West Coast Tacos — The granddaddy of all trucks, the one that started it all here in Indy. They were the first to specialize in imaginative tacos bereft of cheese, lettuce, or tomatoes. They’re absolutely not a Taco Bell homage. Unfortunately, when I tried three varieties in one meal, the meat on my chicken teriyaki taco tasted as though it had been sitting in a dry marinating pan for hours. As someone who once worked at McDonald’s during a time when they failed at venturing into the fajita market, I know a thing or two about dry marinating pans and the meat they ruin. If I’m wrong and that texture was intentional, then this isn’t my thing after all.

Molly’s Great Chicago Fire — Chicago-style hot dogs with tons of toppings. Great toppings and decent deli-style buns, but on a good day our downtown also has hot dog carts with same-size dogs for half the price. They’re the only truck I know with a breakfast menu (my all-time favorite food group), but I’ve never seen them around in the morning.

Der Pretzel Wagen — I support the concept of pretzels presented in various wondrous forms.

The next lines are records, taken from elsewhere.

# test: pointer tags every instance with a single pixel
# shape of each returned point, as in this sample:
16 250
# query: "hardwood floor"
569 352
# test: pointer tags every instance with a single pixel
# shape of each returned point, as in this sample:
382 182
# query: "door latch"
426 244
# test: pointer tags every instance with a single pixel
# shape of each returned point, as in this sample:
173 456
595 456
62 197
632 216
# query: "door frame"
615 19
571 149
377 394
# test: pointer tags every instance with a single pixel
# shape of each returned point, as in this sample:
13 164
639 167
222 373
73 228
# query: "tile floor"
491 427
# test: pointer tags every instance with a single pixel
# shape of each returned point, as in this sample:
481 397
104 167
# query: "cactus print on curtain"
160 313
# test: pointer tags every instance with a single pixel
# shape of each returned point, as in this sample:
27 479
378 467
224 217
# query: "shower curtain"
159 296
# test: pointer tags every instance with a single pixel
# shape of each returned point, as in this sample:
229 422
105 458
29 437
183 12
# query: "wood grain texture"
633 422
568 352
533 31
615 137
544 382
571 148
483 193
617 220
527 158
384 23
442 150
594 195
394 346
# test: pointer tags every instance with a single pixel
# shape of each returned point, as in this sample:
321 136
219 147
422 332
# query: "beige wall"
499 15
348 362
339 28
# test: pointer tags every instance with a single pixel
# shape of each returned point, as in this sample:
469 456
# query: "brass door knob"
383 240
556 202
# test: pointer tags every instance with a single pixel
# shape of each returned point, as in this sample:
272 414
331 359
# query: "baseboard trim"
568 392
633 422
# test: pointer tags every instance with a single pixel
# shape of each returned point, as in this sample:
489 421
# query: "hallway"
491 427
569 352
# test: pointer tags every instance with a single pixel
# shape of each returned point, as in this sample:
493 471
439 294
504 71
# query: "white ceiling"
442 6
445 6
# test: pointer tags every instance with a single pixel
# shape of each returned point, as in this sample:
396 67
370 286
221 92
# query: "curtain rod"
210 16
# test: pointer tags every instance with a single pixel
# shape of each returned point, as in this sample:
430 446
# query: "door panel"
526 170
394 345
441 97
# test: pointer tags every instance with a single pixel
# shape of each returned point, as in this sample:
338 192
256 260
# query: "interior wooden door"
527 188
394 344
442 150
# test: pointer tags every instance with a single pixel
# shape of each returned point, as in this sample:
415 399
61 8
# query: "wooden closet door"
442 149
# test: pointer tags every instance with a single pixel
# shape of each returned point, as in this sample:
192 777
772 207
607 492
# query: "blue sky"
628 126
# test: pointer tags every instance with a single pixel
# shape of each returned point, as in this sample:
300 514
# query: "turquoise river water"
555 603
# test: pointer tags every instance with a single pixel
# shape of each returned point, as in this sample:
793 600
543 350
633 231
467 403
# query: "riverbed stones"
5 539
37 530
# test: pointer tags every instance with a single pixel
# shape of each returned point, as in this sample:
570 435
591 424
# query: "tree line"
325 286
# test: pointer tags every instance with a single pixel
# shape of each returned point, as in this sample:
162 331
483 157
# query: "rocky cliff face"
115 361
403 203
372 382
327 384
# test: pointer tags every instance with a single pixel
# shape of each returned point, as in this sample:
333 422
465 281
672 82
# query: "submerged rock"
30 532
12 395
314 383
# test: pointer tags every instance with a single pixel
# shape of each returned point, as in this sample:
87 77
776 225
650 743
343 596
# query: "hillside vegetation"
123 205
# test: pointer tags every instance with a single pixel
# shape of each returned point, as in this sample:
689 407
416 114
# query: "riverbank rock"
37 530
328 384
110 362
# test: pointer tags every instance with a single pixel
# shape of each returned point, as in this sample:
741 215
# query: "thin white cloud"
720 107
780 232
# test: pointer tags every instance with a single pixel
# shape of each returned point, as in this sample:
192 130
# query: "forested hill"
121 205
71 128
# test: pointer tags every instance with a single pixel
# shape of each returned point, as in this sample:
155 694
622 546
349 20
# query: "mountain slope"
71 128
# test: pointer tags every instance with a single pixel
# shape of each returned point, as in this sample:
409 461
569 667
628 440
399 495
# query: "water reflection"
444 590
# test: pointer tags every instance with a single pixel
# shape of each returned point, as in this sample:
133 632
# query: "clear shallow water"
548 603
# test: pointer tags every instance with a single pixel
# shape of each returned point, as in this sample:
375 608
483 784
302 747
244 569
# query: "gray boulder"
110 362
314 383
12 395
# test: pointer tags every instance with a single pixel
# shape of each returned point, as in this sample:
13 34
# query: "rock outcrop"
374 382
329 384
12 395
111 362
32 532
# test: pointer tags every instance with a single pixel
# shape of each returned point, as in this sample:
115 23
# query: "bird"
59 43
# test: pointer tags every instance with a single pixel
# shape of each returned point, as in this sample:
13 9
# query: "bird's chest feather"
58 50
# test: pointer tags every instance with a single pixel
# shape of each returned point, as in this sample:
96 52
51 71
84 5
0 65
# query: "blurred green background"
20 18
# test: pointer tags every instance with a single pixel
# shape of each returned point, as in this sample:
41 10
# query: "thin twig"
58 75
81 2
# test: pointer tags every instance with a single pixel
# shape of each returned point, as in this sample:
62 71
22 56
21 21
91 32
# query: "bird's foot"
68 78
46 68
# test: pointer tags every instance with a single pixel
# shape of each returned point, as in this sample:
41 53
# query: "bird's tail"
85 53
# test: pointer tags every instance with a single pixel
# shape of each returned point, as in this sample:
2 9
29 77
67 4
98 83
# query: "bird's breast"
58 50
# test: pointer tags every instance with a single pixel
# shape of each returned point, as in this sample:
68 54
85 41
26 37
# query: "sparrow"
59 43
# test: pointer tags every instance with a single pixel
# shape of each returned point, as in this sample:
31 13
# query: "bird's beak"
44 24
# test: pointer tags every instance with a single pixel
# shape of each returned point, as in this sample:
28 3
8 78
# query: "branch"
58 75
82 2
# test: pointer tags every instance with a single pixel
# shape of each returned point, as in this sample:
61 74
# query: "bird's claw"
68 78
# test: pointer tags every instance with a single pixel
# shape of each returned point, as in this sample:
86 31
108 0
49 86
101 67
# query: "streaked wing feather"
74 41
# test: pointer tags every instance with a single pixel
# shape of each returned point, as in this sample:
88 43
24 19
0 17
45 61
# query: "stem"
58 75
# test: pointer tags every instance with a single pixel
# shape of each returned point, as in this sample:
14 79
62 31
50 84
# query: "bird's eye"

My pretzel dogs were great, but when der Wagenmeister asked if I wanted any mustard, I had the audacity to ask for mustard…and ketchup. I could feel the temperature in the air between us drop fifteen degrees as he searched the truck for a packet with such a look. In my defense, I don’t insist on ketchup for every hot dog I eat. I almost never dump it on burgers or fries. Sometimes I’m just in a weird mood and don’t feel responsible for upholding everyone else’s high-falutin’ culinary standards. Besides, if I really wanted to gauche it up, I would’ve asked for Cheez Whiz, or maybe grape jelly.

Groovy Guys Gourmet Fries — Nacho fries, pizza fries, and other variations in the topped-fries genre. The top layer of my steak-‘n’-cheese fries was a small, delectable meal. Below the surface, all that remained were ordinary fries. I had hoped in vain for total meat saturation. They also offered deluxe fry dips such as hummus and sesame ginger sauce — something I should try next time, perhaps, but not as a main dish. I’ll need to pack a sandwich that day.

The following trucks have parked nearby but found ways for me to miss them anyway:

Some of This, Some of That — The first couple times they stopped by, their logo was so hard to read that I couldn’t discern their name well enough from my floor to google them for details. Eventually I caught the name and learned they’re another Cajun truck. I wouldn’t mind trying them, but they’ve mastered the art of hanging out only on days when I have no extra money. That bad timing is totally not their fault, unless they have spy sensors in my wallet and a cruel sense of humor.

Side Wok Dumplings — The first time I noticed them out front, a police car later double-parked near them with lights flashing and hung out for quite a while. The next time they appeared, the sign on their side had been removed. I haven’t seen them since. Their last tweet was five months ago. I’m betting somewhere out there is a great anecdote that connects those sketchy details.

Fat Sammies — An Italian food truck should be a saucy, intoxicating experience. I wish I knew. They pulled away just as I was walking toward them with cash on hand and appetite in stomach. This happened twice. The second time, it was 12:30 on a Friday. As of this writing their last tweet was four months ago. I sense something is amiss.

The list presented in this three-part miniseries is by no means complete. I’m aware of a few trucks that stake out territories outside downtown, and not just in the suburbs. I’ve found this is the biggest drawback to the food truck concept: if you know a specific truck you want to sample, or if you grow too attached to a great one, then you may have to hunt them down. Their collective, lively Twitter presence is a boon for keeping fans and foodies informed of their whereabouts, as are food-truck locator sites such as Roaming Hunger or TruxMap.

More often than not, you’ll have to be patient and wait for them to appear unto you as a pleasant surprise. I like to think the stronger and more popular among them are here to stay. Just the same, check ’em out when the opportunity arises, before a food truck glut begins culling more of the herd…or worse, before someone gives Unigov a reason to brainstorm harsh new rules and regulations to appease their brick-‘n’-mortar competition.